Abstract

It is well established that parasites in the phylum Nematomorpha induce suicide behavior of their insect hosts to bring adult worms to the appropriate habitat for emergence. It is not well established, however, whether other nematomorph-induced behavioral alterations occur before worm emergence. The purpose of our study was to evaluate the effect of the nematomorph Paragordius varius on the calling behavior of the male house cricket Acheta domesticus. We hypothesized that cricket calling, an energetically expensive and risky behavior, would be a potential target for nematomorph-induced behavioral alterations. We assessed if and how infection with P. varius affects A. domesticus calling behavior and whether the presence of wings at time of exposure to P. varius influenced changes in calling behavior. We recorded the calling behavior of male A. domesticus over the course of their infection after exposure to P. various before or after wing development. Additionally, we assessed whether winged crickets were “callers” or “noncallers” before exposure. We found that regardless of cricket developmental stage (or age) at time of infection, infected crickets spent significantly less time calling than their uninfected counterparts but only during the later stages of infection.

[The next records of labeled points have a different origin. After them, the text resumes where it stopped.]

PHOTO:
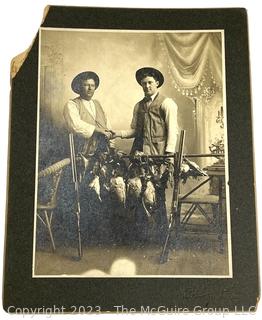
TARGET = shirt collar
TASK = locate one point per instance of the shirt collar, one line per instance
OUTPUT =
(152, 98)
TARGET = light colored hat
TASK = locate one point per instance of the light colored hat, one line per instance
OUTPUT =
(75, 85)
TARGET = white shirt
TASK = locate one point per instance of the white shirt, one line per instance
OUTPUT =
(170, 110)
(74, 121)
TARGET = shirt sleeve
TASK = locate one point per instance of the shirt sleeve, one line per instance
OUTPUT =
(170, 110)
(75, 123)
(131, 132)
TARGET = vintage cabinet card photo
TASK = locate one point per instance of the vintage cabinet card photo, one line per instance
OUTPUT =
(131, 171)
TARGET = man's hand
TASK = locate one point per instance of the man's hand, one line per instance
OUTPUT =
(115, 134)
(106, 133)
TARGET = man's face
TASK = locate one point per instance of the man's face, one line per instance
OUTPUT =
(149, 85)
(87, 89)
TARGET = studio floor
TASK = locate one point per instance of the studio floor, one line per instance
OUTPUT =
(196, 257)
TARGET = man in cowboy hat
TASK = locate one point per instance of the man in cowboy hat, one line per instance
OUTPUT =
(85, 116)
(154, 123)
(154, 127)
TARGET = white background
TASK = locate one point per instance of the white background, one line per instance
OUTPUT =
(20, 21)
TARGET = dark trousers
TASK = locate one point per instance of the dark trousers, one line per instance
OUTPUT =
(159, 214)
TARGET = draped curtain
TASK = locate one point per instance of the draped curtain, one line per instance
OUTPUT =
(194, 62)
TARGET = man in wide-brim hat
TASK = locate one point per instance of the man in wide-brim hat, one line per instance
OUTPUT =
(85, 116)
(154, 123)
(154, 127)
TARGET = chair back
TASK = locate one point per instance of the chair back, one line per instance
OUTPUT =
(48, 182)
(177, 170)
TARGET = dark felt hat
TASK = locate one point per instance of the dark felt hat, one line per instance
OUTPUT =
(75, 85)
(151, 72)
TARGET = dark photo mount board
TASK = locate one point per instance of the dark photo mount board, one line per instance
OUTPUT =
(241, 291)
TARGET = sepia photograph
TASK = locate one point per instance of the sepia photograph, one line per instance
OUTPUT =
(131, 176)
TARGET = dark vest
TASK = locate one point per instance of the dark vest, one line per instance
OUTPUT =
(151, 127)
(88, 146)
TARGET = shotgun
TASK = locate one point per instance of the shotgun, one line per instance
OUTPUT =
(174, 218)
(76, 183)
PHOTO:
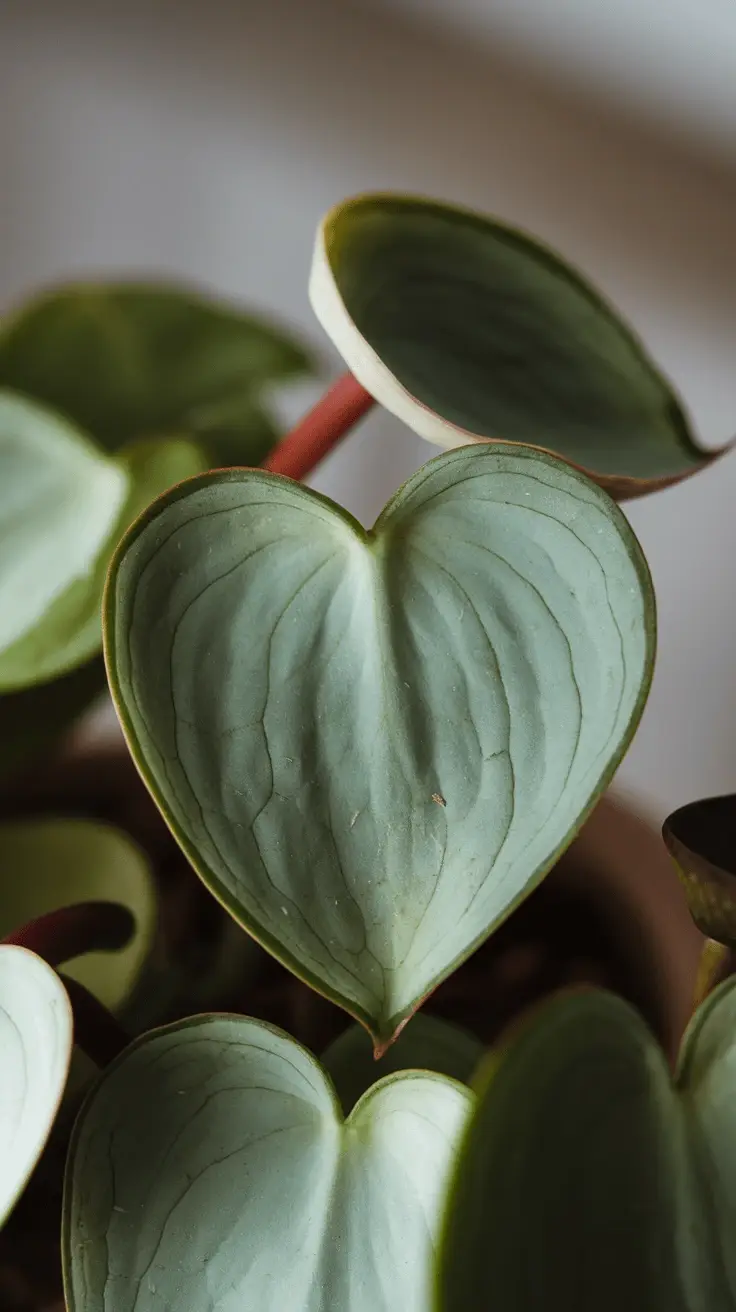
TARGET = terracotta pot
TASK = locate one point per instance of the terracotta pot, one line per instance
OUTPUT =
(610, 913)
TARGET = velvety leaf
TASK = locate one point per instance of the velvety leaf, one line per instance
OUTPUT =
(471, 331)
(588, 1180)
(701, 839)
(211, 1168)
(36, 1047)
(371, 745)
(59, 501)
(50, 863)
(425, 1043)
(133, 361)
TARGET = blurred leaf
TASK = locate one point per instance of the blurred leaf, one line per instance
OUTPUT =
(34, 719)
(471, 331)
(211, 1169)
(425, 1043)
(339, 726)
(36, 1047)
(70, 633)
(133, 361)
(587, 1180)
(701, 839)
(59, 503)
(51, 863)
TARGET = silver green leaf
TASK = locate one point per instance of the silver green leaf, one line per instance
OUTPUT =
(425, 1043)
(211, 1168)
(588, 1178)
(36, 1047)
(471, 331)
(373, 745)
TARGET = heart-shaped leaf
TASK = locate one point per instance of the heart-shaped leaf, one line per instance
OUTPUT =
(51, 863)
(137, 361)
(425, 1043)
(59, 503)
(36, 1047)
(34, 719)
(371, 745)
(701, 839)
(588, 1180)
(211, 1168)
(470, 331)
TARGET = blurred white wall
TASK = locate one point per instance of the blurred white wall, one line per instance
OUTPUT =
(206, 141)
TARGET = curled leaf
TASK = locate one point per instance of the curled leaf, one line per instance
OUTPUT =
(471, 331)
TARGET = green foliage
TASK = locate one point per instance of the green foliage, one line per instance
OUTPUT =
(127, 362)
(425, 1043)
(371, 745)
(469, 329)
(213, 1168)
(36, 1047)
(591, 1178)
(50, 863)
(108, 395)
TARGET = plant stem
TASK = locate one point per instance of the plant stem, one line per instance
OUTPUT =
(716, 964)
(96, 1030)
(322, 428)
(72, 930)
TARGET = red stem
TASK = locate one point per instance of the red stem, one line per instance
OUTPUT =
(72, 930)
(322, 428)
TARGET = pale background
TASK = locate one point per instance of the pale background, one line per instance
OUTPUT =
(206, 139)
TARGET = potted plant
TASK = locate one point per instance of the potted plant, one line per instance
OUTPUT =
(371, 747)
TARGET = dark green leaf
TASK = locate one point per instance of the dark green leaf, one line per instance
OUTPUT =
(587, 1180)
(471, 331)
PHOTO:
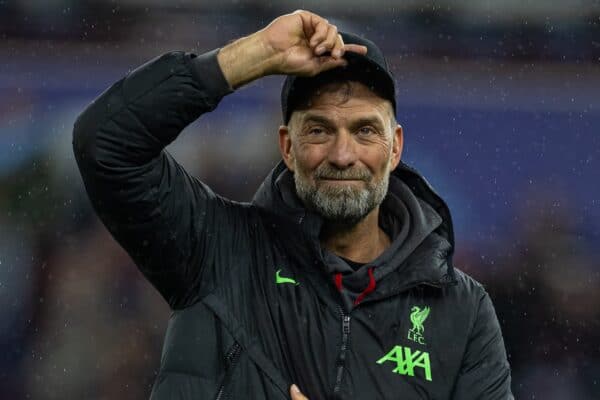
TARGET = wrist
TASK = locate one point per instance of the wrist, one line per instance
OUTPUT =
(247, 59)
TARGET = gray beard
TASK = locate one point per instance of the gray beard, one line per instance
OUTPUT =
(345, 205)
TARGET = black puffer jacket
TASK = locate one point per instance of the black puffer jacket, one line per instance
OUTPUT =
(257, 303)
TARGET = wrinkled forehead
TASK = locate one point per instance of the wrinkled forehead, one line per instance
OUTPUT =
(347, 98)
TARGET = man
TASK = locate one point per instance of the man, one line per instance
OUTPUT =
(336, 278)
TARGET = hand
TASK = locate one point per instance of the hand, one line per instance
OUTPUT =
(300, 43)
(306, 44)
(296, 393)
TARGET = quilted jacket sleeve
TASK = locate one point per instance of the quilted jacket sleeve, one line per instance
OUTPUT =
(485, 372)
(163, 217)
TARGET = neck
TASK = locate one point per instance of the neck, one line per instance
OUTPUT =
(362, 242)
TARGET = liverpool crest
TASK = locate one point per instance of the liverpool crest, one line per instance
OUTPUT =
(418, 317)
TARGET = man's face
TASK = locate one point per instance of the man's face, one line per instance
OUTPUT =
(341, 148)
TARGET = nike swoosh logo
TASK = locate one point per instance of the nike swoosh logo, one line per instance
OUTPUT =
(282, 279)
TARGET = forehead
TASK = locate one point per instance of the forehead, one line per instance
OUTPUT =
(347, 100)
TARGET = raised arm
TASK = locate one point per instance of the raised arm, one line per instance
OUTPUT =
(167, 220)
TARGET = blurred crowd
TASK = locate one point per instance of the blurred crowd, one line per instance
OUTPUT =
(507, 134)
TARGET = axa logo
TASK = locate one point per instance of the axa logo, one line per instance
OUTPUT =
(418, 317)
(406, 361)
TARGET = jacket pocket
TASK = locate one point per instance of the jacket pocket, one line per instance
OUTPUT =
(249, 372)
(231, 360)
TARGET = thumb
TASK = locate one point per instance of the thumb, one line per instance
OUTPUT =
(296, 393)
(328, 62)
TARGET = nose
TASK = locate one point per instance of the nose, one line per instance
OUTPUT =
(343, 151)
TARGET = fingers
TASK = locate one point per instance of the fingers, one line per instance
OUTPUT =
(319, 27)
(338, 47)
(296, 394)
(329, 42)
(356, 48)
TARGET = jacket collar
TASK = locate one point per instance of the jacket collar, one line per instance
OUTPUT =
(429, 260)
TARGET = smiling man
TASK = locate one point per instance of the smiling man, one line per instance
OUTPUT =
(336, 281)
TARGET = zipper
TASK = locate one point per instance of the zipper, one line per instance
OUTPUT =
(231, 359)
(343, 348)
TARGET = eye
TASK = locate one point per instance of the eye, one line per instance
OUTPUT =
(366, 131)
(316, 131)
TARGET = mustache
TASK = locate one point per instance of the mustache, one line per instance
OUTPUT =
(326, 172)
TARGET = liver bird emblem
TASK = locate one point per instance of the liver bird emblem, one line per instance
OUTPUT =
(417, 317)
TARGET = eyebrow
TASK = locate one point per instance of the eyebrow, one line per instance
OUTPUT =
(361, 121)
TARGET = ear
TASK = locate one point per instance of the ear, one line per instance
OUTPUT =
(285, 146)
(397, 146)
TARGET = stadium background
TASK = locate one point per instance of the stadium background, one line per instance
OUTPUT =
(500, 105)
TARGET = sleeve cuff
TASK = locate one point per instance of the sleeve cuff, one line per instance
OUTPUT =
(206, 70)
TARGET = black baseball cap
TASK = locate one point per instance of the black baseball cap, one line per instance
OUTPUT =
(370, 69)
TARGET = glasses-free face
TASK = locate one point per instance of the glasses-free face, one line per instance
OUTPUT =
(342, 147)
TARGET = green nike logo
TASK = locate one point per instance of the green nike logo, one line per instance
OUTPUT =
(282, 279)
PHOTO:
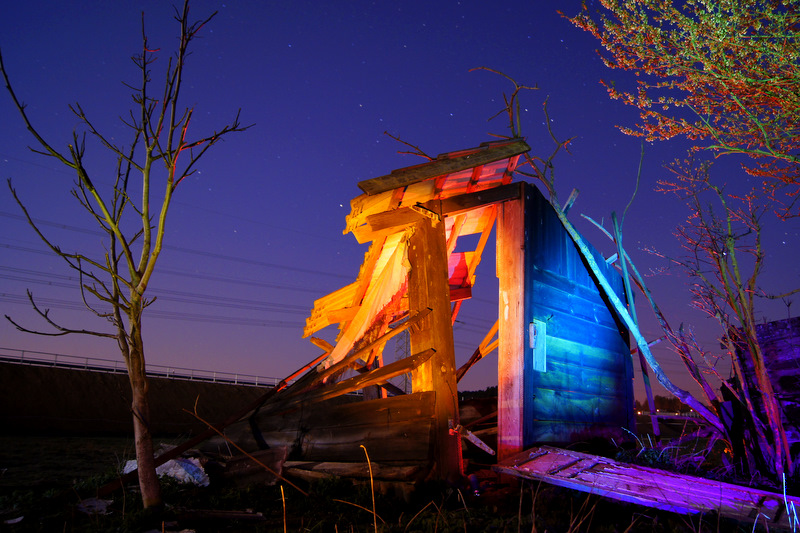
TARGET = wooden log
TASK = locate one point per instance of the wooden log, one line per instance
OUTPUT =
(242, 470)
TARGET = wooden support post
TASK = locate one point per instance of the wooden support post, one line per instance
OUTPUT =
(511, 330)
(428, 288)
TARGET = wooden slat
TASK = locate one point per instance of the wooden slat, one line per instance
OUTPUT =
(511, 329)
(467, 202)
(373, 377)
(649, 486)
(409, 175)
(428, 289)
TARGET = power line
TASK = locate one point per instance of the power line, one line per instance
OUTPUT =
(181, 249)
(56, 303)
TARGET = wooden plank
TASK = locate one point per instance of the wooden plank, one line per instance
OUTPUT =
(428, 289)
(649, 486)
(407, 441)
(406, 176)
(511, 330)
(359, 470)
(467, 202)
(373, 377)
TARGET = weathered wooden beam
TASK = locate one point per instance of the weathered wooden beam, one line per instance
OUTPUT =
(406, 176)
(651, 487)
(511, 329)
(373, 377)
(484, 348)
(428, 288)
(354, 470)
(350, 359)
(469, 201)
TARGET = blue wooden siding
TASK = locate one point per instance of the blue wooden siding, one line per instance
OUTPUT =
(587, 388)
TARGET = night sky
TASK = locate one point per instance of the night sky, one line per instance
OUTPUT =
(255, 236)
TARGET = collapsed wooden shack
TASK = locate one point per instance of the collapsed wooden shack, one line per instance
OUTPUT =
(564, 360)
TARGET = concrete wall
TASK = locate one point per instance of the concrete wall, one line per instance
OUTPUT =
(53, 400)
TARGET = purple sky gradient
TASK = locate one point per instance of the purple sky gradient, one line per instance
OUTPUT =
(255, 236)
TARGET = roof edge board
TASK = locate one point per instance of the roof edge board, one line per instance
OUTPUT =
(486, 153)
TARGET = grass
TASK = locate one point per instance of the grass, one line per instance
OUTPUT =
(45, 479)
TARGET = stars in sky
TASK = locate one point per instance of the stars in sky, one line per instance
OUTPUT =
(262, 219)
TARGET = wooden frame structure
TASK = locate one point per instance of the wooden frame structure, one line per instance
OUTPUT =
(414, 278)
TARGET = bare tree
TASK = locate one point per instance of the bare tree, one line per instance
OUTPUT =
(114, 280)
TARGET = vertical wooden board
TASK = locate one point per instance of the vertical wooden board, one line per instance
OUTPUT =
(511, 336)
(587, 385)
(428, 288)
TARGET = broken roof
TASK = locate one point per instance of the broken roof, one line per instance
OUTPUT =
(462, 188)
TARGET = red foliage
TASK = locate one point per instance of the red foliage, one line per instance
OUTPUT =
(725, 74)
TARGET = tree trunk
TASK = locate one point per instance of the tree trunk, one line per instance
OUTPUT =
(143, 439)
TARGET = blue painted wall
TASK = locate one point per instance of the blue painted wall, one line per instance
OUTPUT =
(586, 388)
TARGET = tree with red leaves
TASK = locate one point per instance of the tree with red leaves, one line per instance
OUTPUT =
(725, 74)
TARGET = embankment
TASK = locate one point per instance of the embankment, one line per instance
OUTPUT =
(37, 399)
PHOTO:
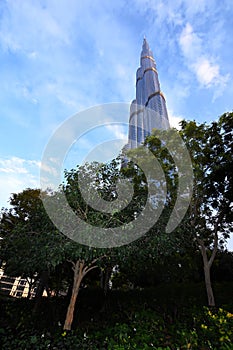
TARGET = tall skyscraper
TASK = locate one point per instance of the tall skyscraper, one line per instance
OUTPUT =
(148, 110)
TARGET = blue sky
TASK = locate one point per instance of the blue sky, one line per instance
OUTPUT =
(60, 57)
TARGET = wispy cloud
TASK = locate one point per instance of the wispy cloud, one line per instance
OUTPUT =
(16, 174)
(203, 65)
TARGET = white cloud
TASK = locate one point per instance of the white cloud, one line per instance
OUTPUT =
(118, 131)
(199, 62)
(16, 174)
(174, 120)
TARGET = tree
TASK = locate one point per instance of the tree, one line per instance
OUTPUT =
(31, 245)
(209, 220)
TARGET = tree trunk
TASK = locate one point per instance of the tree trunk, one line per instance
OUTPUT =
(71, 307)
(209, 290)
(80, 270)
(78, 276)
(207, 265)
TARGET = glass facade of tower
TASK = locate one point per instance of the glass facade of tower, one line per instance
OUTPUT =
(148, 111)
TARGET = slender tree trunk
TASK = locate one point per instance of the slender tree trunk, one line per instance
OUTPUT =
(70, 311)
(209, 290)
(207, 266)
(80, 270)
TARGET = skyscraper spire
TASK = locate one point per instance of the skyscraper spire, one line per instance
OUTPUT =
(148, 110)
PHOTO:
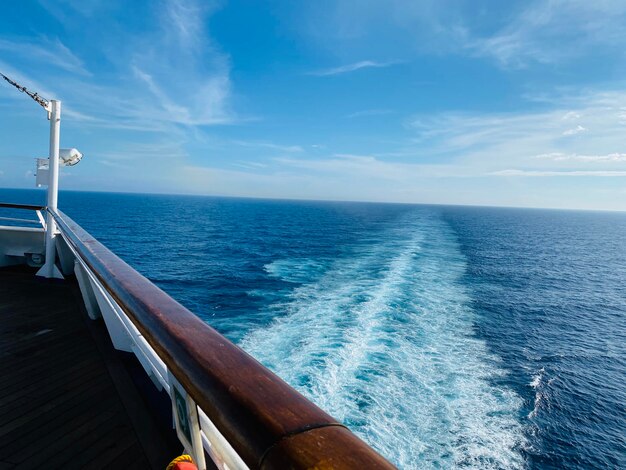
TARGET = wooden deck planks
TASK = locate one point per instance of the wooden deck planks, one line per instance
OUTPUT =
(65, 398)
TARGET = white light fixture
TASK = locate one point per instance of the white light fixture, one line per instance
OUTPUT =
(69, 157)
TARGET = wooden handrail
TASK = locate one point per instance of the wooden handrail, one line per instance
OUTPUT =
(268, 423)
(22, 206)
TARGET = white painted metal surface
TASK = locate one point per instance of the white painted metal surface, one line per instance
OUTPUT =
(126, 337)
(49, 269)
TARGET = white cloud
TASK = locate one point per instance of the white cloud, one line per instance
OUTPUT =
(48, 51)
(538, 173)
(554, 31)
(364, 64)
(369, 112)
(269, 145)
(560, 157)
(576, 130)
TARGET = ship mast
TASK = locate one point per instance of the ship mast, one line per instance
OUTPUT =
(53, 108)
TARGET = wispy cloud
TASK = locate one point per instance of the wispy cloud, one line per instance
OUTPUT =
(369, 112)
(539, 173)
(364, 64)
(554, 31)
(48, 51)
(576, 130)
(561, 157)
(269, 145)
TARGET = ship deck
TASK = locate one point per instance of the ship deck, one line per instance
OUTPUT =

Developmental stage at infection did affect whether crickets became callers: when infected before wing development significantly more uninfected crickets initiated calling; there was no difference between infected and uninfected crickets when infected as winged adults. Infection was a factor in whether callers stopped calling, with more infected crickets ceasing to call than uninfected crickets. This is the first study to show that infection with nematomorphs affects calling behavior of their insect host. Cricket calling behavior is immensely complex and although it was difficult to elucidate the adaptive nature of these parasite-induced behavioral changes, this study lays the groundwork for future studies to begin teasing out the factors that will help make the determination between side effect of infection or parasite/host adaptation.